The Walt Disney Image Problem
Last weekend, The Guardian published a long-ish piece on Philip Glass’s soon-to-debut opera The Perfect American based on the novel of the same name by Peter Stephan Jungk. The book (and it appears the opera, too) is a veritable checklist of accusations that have been leveled against Walt Disney throughout the years: he was a McCarthyite, a racist, a misogynist, an anti-Semite, a megalomaniac. It manages to come up with new fictional flaws too, like philandering and incestuous obsession with his daughters.
Jungk’s book has been described by Walt Disney biographer Michael Barrier as “infantile” and “wretched.” That is perhaps why the Guardian reported that the Disney company called Glass to ask him not to work on the opera. The article also says that the finished opera was submitted to the Disney Studios for consideration, and there was no response. Jungk, the author of the book, said that he interpreted the company’s lack of response as “a green light.”

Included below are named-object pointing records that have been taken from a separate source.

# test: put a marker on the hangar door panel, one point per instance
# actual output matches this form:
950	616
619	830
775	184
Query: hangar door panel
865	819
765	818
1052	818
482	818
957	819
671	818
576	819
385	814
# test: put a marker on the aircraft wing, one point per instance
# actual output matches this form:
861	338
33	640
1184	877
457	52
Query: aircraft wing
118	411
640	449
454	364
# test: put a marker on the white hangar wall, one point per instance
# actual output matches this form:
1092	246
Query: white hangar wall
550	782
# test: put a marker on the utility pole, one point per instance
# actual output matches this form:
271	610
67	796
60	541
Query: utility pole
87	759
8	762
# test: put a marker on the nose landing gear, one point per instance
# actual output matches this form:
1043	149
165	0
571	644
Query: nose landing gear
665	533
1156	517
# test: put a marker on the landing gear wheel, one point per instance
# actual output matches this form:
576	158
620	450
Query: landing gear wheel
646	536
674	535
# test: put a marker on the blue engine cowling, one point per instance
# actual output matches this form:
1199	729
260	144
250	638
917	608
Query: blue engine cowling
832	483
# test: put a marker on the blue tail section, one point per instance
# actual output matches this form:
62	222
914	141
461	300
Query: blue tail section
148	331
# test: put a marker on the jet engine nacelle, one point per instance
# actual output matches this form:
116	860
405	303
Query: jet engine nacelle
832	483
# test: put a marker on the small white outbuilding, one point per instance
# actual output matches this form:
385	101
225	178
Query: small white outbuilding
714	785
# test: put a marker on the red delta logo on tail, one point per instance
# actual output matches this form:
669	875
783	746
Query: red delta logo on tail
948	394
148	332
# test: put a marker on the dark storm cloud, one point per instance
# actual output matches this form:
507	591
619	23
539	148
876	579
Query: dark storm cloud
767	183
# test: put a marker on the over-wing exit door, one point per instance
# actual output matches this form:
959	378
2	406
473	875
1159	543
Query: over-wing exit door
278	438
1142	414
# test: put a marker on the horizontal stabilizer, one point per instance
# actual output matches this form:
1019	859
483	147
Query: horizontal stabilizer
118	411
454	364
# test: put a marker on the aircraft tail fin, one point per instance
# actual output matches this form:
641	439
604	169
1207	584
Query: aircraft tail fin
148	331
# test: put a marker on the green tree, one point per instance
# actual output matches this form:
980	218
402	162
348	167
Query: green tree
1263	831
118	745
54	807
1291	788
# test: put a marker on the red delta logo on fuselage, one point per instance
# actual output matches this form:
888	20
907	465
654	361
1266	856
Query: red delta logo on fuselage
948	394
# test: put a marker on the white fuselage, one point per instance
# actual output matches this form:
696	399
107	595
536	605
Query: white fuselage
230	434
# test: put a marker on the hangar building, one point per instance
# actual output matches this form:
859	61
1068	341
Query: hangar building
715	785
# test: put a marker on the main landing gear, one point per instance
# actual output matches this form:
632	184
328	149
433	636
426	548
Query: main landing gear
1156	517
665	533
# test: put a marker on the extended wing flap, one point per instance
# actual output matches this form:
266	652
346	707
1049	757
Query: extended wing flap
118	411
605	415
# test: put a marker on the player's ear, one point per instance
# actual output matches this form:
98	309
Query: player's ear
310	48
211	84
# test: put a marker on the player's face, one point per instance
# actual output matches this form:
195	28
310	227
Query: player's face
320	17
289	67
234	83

Glass says that despite all the negative (and untrue) traits the opera attaches to Walt, his intentions were noble:
“When I started out, people thought I was going to laugh at him. But I see Walt Disney as an icon of modernity, a man able to build bridges between highbrow culture and popular culture; just like Leonard Bernstein, who could jump from a Broadway musical to a Mahler cycle.”
To me, the opera is representative of a bigger problem faced by the Disney company, and that is that the company has been unable to present an alternative narrative to the perpetual vilification of Walt Disney in contemporary pop culture. The lack of honest and easy-to-access information about Walt is precisely why a majority of teens and twenty-somethings today have a wildly distorted and inaccurate view of Walt Disney, the man.
The Disney company could do much more to humanize the founder of their company. Instead the company has taken the tactical approach that its founder must be deified. In response, they build statues of Walt using every conceivable material that is known to mankind, from bronze to Tom Hanks.
These statues end up being as one-dimensional and untrue as the negative portrayals. Today’s generation is too savvy to accept an image of Walt Disney as an irreproachable god-like entity, and so they seek their truth elsewhere. It is through this cycle that the Disney company continues to lose control over its founder’s image.
Disney animator and director Ward Kimball, the subject of my own as-yet-unpublished biography, rebelled in his own idiosyncratic fashion against the Disney company’s deification of Walt, which he felt diminished the man’s accomplishments and tainted his legacy. Ward never censored himself when he was asked to speak about Walt Disney at public functions. He made sure to incorporate stories about honest human interactions with Walt, of which he had more of than almost any other artist who worked at the company. In Ward’s stories, Walt may have used a cuss word and he may have just walked out of the bathroom after taking a shit, but he was a human being who people could recognize, understand, and most importantly, admire.
The Disney family-operated Walt Disney Family Museum, in its own way, does a great job of humanizing the founder of the company. However, the museum is not a panacea for Walt’s image problem because its impact is limited to tourists and Disney fans. It cannot combat the steady stream of misinformation about Walt from mainstream cultural sources like Family Guy and Saturday Night Live.
The Disney company itself, with its vast media reach, is in the best position to rehabilitate the image of its founder and offer a counterimage to the flood of negative portrayals of its founder. A good first step would be to acknowledge the fact that Walt Disney wasn’t a god, but a human being.